Having been so very struck by Russell and Frege as a student — a long time ago in a galaxy far, far away — I have always wanted some form of logicism to be true. And the deviant form canvassed by Tennant back in his rich 1987 book Anti-Realism and Logic (I mean, deviating from neo-Fregean version we all know) is surely worth more attention than it has widely received. So I’m looking forward to reading Tennant’s latest defence of his form of logicism, in his new book The Logic of Number, published a few weeks ago at a typically extortionate OUP price.
On a quick browse, the book goes in a somewhat different direction to what I was expecting, having read Tennant’s 2008 piece ‘Natural Logicism via the Logic of Orderly Pairing’. The additional new apparatus for developing arithmetic added in that paper seems not to be in play again here.
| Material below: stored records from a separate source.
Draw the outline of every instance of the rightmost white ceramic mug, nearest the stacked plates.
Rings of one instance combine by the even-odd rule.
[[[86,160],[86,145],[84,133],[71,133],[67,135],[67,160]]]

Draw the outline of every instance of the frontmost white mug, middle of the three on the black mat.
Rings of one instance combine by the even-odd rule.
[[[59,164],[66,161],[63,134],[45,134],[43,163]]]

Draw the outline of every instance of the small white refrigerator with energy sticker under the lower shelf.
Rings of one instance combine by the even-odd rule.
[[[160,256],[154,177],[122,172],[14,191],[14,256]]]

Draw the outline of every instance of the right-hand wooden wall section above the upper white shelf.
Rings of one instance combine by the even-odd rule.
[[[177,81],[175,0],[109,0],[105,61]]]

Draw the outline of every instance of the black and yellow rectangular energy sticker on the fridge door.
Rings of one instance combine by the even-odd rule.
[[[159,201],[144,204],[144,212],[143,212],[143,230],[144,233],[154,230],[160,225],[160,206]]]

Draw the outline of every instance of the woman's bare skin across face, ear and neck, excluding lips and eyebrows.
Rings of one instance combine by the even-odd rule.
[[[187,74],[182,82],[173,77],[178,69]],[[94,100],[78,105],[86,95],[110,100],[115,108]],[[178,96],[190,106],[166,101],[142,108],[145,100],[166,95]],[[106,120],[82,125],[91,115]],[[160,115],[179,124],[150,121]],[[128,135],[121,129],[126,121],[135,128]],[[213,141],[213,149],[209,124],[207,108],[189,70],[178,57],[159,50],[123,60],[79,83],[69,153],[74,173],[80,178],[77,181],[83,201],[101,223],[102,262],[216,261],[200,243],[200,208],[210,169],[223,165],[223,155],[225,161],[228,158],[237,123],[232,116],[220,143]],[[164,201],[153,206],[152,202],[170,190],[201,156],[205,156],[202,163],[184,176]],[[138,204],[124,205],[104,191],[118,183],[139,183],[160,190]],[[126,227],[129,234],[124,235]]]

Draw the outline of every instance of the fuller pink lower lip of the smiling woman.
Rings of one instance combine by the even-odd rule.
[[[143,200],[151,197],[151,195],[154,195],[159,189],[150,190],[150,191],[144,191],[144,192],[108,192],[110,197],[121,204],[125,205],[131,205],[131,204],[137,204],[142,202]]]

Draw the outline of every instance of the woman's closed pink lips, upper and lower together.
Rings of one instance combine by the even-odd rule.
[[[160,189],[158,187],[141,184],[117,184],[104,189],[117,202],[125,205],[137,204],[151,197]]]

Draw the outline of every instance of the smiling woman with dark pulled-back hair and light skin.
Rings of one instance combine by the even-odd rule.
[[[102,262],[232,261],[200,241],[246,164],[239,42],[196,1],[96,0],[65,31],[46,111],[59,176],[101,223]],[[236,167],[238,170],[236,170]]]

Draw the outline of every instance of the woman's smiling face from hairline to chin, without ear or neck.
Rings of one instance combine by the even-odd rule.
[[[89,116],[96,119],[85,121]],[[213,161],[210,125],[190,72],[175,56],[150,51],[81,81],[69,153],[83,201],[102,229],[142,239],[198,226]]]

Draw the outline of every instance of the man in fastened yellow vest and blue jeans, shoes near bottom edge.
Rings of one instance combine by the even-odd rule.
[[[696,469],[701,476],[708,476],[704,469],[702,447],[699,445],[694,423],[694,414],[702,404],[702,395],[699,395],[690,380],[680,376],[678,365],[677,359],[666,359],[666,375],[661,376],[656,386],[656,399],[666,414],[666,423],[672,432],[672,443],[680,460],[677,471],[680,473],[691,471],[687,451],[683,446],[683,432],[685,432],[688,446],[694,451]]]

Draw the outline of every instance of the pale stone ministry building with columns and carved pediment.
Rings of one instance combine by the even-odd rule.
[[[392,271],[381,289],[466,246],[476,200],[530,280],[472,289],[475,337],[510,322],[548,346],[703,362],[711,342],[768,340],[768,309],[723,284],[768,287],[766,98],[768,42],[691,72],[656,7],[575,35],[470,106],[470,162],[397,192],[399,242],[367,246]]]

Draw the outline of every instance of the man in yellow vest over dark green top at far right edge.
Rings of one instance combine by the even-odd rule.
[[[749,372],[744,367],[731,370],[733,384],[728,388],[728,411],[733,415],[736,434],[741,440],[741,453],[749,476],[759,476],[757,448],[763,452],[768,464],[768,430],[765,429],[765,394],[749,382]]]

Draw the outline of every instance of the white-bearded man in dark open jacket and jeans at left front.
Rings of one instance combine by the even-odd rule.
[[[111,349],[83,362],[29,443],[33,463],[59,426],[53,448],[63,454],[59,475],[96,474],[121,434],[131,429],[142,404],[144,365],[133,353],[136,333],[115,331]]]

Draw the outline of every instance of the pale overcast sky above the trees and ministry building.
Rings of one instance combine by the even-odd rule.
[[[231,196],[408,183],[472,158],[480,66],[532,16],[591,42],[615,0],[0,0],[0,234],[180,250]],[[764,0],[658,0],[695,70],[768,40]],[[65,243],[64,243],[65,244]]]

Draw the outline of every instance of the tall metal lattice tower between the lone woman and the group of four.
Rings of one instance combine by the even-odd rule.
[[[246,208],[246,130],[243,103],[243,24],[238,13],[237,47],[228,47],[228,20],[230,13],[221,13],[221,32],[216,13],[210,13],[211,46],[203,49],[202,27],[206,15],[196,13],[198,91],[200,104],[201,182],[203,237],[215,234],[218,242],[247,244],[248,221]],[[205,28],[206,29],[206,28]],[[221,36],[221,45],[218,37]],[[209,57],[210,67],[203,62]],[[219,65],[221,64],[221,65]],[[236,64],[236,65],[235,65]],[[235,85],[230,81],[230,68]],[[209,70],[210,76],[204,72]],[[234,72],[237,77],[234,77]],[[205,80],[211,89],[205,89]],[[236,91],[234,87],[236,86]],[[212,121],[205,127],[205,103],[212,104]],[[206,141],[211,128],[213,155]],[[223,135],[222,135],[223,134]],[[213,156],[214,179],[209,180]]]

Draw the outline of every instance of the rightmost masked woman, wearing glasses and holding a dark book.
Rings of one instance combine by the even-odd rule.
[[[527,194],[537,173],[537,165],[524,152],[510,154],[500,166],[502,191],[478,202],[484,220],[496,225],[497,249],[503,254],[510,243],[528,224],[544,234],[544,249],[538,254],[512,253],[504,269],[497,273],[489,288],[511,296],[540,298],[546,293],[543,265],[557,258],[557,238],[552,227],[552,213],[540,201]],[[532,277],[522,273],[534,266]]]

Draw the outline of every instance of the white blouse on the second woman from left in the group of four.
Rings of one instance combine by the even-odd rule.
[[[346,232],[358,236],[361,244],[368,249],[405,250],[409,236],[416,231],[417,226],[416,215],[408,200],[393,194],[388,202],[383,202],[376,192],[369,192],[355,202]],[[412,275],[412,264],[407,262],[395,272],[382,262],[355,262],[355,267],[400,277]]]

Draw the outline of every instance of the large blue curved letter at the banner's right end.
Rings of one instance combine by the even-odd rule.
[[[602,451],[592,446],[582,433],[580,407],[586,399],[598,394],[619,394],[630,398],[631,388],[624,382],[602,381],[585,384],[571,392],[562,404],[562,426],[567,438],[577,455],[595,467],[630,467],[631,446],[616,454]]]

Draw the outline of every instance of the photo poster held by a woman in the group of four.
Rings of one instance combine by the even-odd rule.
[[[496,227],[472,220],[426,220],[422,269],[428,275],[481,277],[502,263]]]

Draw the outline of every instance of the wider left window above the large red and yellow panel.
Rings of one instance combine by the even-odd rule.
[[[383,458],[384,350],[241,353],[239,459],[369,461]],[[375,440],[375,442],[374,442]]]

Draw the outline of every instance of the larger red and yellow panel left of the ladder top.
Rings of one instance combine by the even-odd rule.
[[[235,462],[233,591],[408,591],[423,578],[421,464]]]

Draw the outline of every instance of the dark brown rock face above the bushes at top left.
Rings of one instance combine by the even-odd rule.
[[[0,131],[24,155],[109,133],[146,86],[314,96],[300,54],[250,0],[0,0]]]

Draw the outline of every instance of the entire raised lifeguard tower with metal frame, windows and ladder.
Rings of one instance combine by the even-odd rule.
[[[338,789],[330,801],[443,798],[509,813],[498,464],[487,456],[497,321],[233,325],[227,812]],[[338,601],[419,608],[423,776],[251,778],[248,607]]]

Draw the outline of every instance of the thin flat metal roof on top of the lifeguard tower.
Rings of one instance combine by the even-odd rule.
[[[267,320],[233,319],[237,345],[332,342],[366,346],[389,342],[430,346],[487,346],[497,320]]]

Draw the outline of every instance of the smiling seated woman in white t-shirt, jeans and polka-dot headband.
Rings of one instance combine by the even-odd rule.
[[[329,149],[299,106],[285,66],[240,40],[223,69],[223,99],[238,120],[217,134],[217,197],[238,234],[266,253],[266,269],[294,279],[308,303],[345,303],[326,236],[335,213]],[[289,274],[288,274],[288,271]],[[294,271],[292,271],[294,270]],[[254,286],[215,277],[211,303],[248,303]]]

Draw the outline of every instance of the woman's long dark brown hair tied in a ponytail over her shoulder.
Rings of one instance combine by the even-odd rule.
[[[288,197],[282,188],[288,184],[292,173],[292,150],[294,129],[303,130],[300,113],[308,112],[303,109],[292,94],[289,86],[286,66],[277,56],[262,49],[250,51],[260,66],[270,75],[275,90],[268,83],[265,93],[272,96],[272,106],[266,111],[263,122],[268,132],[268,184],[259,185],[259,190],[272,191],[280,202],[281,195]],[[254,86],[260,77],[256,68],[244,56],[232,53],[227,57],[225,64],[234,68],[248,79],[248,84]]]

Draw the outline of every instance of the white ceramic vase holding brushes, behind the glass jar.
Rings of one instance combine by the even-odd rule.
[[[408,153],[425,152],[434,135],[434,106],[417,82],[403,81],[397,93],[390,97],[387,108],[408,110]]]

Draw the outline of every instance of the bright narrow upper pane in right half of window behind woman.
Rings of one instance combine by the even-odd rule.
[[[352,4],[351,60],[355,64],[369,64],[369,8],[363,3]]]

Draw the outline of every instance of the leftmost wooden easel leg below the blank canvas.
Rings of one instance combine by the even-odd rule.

Rather, the book doesn’t (I think) develop arithmetic as far, but instead goes on to discuss logicist accounts of rationals and reals.
I’ll perhaps try to say something more about the book in due course, when some other reading commitments are done and dusted. Meanwhile you might well in fact be able to take a look if interested. For The Logic of Number, I’m glad to say, has just been also made available at Oxford Scholarship Online. So if your university library has a suitable OUP subscription, it should be free to read.